In the last post I explored how the opportunities presented by data-mining could enable us to create and use surveys which reduced the number of questions we ask employees whilst potentially expanding the survey’s breadth. This one suggests another use of data-mining – to build predictive models to help understand survey results.
When presenting data we should always identify and use relevant comparitors to put the current data in context. With surveys there are three comparisons we typically make:
1) We compare with other internal groups – eg comparing one function’s results with another
2) We compare with the same group in a different time period (to see change)
3) We might compare with an external group, such as another firm in the same industry.
The validity of any comparison depends on how similar the groups in question are. What we’re really trying to do is hold all other potential variables constant and therefore show that what we’re displaying (the results of a survey question or dimension) is due, at least in part, to the differences between comparitors.
How good are these comparitors at doing that?
If we take the worst first then we can see that comparing your employees to those in another firm has too many differences to produce strong validity. There are too many different potential factors of differences in the variable in question for us to draw any real conclusions. These comparisons are good to massage senior managers’ egos but they’re not terribly useful to drive good decisions.
The other two comparisons are much better and we’d recommend using them. However, we add another comparitor which can further aid comprehension of what is going on – the predicted value.
Predicted Engagement as a comparitor
Let’s consider Engagement, typically a significant question for any employee survey. What we’re really trying to understand when doing a survey is twofold:
- Where do we stand in relation to our chosen comparitors?
- What can we do to improve levels of engagement, and hopefully the business outcomes we really care about?
If we take the former question, as mentioned above what we want to show is the difference in engagement due to the variable we’re using to compare, eg the function. We therefore need to account for the other potential reasons for a difference.
We know engagement is related to both the experience of the employee and certain underlying factors such as tenure. Engagement over tenure can often be shown to form a bathtub curve, where it first falls as the honeymoon period wears off and then increases as disengaged employees select themselves out by leaving the firm. There are other similar relationships either industry-wide or specific to the firm.
Let’s make a simple example. Let’s compare two departments, A and B. Department A has mainly established employees, and therefore a natural level of engagement matching this group. Department B is new and hired from outside. We’d expect Department B to have a higher level of engagement regardless of how the experiences that employees in either department had received.
How do we make realistic comparisons between these groups? We use a predictive model. This model assigns a probability to each employee of them being engaged based on who they are and their employment history. We then roll these engagement probabilities up to the level of the group being compared – in this instance Departments A and B.

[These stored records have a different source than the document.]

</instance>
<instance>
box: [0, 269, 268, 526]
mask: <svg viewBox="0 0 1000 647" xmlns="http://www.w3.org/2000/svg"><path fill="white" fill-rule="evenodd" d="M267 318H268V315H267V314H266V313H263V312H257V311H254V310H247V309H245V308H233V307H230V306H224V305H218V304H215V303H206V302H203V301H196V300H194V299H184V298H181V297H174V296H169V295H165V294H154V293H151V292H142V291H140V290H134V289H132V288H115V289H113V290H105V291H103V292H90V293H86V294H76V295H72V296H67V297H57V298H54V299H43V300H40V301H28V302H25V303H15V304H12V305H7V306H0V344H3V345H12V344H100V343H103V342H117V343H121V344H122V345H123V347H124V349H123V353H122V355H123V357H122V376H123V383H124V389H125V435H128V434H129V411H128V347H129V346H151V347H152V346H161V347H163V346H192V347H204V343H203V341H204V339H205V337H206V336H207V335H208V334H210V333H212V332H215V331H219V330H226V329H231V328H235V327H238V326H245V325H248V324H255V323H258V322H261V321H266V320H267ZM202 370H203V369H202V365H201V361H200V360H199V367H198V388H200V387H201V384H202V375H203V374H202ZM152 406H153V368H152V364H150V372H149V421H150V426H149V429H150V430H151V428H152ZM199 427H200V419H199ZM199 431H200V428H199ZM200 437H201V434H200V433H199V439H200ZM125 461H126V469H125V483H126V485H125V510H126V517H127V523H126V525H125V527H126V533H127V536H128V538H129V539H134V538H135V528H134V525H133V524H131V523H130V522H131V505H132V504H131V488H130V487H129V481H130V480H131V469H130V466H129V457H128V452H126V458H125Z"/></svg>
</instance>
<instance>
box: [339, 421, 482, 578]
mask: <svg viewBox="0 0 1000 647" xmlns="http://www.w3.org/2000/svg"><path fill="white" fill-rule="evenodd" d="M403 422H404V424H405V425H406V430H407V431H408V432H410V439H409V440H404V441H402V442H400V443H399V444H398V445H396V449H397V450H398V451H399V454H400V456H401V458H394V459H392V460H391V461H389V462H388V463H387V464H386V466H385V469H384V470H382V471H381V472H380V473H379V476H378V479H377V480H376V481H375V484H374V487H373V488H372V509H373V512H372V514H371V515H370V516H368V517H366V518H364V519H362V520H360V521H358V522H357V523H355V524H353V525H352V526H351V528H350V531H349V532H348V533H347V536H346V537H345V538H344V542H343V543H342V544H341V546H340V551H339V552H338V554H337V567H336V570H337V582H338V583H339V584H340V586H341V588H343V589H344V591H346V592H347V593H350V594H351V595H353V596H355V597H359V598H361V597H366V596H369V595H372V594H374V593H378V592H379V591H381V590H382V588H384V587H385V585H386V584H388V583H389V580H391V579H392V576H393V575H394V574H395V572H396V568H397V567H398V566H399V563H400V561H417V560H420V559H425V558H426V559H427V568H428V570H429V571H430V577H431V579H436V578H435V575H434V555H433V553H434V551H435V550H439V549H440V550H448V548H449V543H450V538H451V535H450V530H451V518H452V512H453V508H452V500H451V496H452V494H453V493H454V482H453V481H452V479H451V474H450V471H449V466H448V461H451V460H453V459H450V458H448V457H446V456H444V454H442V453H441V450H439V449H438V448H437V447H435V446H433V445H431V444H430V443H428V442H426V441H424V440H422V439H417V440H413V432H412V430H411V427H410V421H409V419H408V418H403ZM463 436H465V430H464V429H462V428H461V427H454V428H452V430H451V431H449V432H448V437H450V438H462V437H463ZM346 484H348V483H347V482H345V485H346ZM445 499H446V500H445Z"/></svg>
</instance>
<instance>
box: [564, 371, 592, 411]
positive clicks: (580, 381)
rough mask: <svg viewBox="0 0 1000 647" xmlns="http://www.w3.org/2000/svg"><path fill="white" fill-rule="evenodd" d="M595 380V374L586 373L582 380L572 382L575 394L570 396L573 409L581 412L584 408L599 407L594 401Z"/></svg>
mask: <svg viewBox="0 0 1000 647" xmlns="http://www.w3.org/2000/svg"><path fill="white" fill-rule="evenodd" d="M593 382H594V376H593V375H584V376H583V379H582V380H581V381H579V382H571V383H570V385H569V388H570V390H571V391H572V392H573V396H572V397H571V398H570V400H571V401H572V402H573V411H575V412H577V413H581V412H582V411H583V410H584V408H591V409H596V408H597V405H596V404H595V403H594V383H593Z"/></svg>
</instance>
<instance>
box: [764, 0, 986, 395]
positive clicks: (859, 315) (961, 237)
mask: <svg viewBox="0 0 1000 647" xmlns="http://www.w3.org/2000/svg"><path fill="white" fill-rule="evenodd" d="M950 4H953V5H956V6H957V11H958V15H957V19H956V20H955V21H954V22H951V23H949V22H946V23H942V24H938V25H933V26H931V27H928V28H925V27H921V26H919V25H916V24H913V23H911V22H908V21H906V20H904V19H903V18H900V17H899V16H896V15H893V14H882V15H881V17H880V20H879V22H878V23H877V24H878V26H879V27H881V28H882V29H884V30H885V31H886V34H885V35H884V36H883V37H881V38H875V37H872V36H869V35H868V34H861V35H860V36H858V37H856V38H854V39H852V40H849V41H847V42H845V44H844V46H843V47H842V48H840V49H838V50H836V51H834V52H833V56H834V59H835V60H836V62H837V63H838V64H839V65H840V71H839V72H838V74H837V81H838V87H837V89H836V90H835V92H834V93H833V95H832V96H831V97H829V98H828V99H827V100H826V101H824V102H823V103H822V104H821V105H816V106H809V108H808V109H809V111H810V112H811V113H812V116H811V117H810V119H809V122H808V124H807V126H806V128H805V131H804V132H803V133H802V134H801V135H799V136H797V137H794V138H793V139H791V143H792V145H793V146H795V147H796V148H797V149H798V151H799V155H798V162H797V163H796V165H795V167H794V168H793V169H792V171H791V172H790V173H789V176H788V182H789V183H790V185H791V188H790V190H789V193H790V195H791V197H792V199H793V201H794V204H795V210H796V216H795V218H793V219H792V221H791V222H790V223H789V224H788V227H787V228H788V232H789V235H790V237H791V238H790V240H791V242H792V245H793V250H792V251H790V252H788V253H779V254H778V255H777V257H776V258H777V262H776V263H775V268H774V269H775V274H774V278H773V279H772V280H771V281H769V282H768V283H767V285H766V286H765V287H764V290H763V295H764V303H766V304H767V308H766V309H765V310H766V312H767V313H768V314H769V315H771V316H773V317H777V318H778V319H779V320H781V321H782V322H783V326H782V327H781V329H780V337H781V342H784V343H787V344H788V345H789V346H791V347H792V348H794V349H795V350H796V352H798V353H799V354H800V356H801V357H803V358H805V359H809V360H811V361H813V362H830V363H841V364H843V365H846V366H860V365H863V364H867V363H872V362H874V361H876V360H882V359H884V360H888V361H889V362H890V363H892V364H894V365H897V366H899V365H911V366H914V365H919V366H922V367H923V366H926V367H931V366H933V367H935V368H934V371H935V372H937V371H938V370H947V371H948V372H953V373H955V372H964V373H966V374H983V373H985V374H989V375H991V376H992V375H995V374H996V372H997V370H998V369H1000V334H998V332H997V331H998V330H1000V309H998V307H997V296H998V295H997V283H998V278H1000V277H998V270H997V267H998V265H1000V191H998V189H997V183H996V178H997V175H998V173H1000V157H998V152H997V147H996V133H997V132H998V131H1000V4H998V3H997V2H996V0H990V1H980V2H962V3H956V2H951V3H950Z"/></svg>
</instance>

With this figure we can visualise the data in two ways:
- We can show the levels of engagement between the two departments with two comparitors – the other department and the predicted level for each department. We use variations of bullet graphs to do this.
- We can show the differences of both departments recorded engagement levels from their expected levels (ie observed – expected). In so doing we can rank departments based on the differences from their expected level.
As with any model it’s not perfect, but we believe that by using a predictive model to present survey data in this way is reducing the issues of making comparisons between groups and thus increase the likelihood we can make effective decisions.